Gorman v. Littlefield
Headline: Broker stock mix-up: Court reversed lower rulings and ordered shares returned to a customer, holding that identical stock certificates held by a bankrupt broker can satisfy the customer’s ownership claim despite mixed holdings.
Holding:
- Protects customers’ rights when brokers mix or substitute identical stock certificates.
- Limits trustees' claims over interchangeable stock held for customers.
- Supports returning shares to investors when identical certificates are available.
Summary
Background
A customer had asked a Chicago brokerage to buy 250 shares of Green Cananea Copper and left certificates with the firm to hold for him. The broker’s books show purchases on April 14, 1908, for that customer, but many certificates were later mixed together in a box and some were delivered to other parties. When the brokerage failed, the bankruptcy trustee ended up with certificates, endorsed in blank, totaling 350 shares. The customer sought to recover his shares; a special master recommended transfer, but lower courts refused to turn the stock over to him.
Reasoning
The Court examined whether a customer must point to the identical paper certificate to prove ownership.
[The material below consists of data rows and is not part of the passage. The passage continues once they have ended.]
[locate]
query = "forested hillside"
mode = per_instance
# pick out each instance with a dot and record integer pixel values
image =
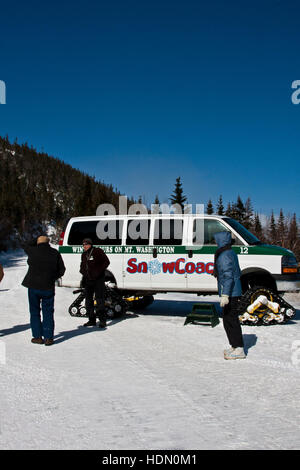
(37, 190)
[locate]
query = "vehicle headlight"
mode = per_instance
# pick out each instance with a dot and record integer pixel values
(289, 265)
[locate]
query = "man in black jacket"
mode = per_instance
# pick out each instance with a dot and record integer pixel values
(93, 264)
(45, 267)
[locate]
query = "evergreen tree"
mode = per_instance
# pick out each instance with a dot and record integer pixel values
(281, 229)
(257, 227)
(248, 215)
(293, 239)
(220, 207)
(209, 207)
(177, 197)
(228, 211)
(271, 230)
(240, 210)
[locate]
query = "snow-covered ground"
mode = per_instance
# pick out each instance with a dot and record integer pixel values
(146, 382)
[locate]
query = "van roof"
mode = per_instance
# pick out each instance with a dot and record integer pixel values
(120, 216)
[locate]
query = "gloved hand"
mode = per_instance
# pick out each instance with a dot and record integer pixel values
(224, 300)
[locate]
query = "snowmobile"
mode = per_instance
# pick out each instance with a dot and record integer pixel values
(262, 306)
(257, 306)
(115, 303)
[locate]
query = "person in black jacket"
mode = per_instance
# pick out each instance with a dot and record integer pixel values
(45, 267)
(93, 264)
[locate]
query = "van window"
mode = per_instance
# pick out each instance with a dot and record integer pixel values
(103, 232)
(138, 232)
(168, 232)
(205, 233)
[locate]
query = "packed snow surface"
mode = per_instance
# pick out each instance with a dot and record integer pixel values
(146, 381)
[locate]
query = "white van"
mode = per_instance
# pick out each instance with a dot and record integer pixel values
(162, 253)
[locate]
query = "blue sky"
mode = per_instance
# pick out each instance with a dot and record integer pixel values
(138, 93)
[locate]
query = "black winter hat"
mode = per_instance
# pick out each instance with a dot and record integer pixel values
(87, 240)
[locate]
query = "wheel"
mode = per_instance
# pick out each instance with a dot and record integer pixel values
(257, 291)
(73, 311)
(83, 311)
(141, 302)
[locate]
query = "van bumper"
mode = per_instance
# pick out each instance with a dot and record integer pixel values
(288, 283)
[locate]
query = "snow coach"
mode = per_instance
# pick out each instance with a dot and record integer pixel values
(159, 253)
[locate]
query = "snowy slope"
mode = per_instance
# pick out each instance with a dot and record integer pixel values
(146, 382)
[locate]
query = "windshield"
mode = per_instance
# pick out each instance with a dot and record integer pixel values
(241, 230)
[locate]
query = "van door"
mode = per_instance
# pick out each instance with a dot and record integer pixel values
(201, 255)
(167, 265)
(137, 254)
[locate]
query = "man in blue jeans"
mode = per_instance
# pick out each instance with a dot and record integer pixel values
(45, 267)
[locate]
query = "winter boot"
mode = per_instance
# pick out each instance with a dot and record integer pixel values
(48, 342)
(228, 351)
(37, 341)
(235, 353)
(90, 323)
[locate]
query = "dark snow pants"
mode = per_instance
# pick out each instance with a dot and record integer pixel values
(96, 288)
(41, 299)
(232, 324)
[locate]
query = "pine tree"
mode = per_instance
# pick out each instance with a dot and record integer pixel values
(220, 207)
(257, 227)
(271, 230)
(177, 197)
(240, 210)
(209, 207)
(228, 211)
(248, 215)
(281, 229)
(293, 239)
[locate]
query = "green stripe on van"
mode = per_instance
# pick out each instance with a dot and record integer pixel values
(161, 250)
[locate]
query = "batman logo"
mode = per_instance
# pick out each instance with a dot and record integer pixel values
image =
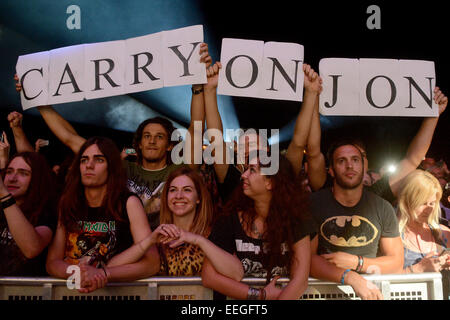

Relying on earlier decisions, it explained that stock certificates are just evidence of ownership and that shares of the same company are interchangeable. If the broker had enough shares on hand to satisfy the customer’s claim and no other customer claimed them, the customer still had the right to the stock. The trustee stands in the broker’s shoes, and the Court found it fair to presume the broker made up any shortfall from his own funds rather than using customers’ property.
Real world impact
The Court reversed the lower courts and directed that the customer’s claim be honored. In practical terms, investors who leave stock with a broker keep their ownership when identical shares are available, even if certificates were mixed. The ruling protects customers in brokerage failures where certificates are interchangeable and no other claimant exists.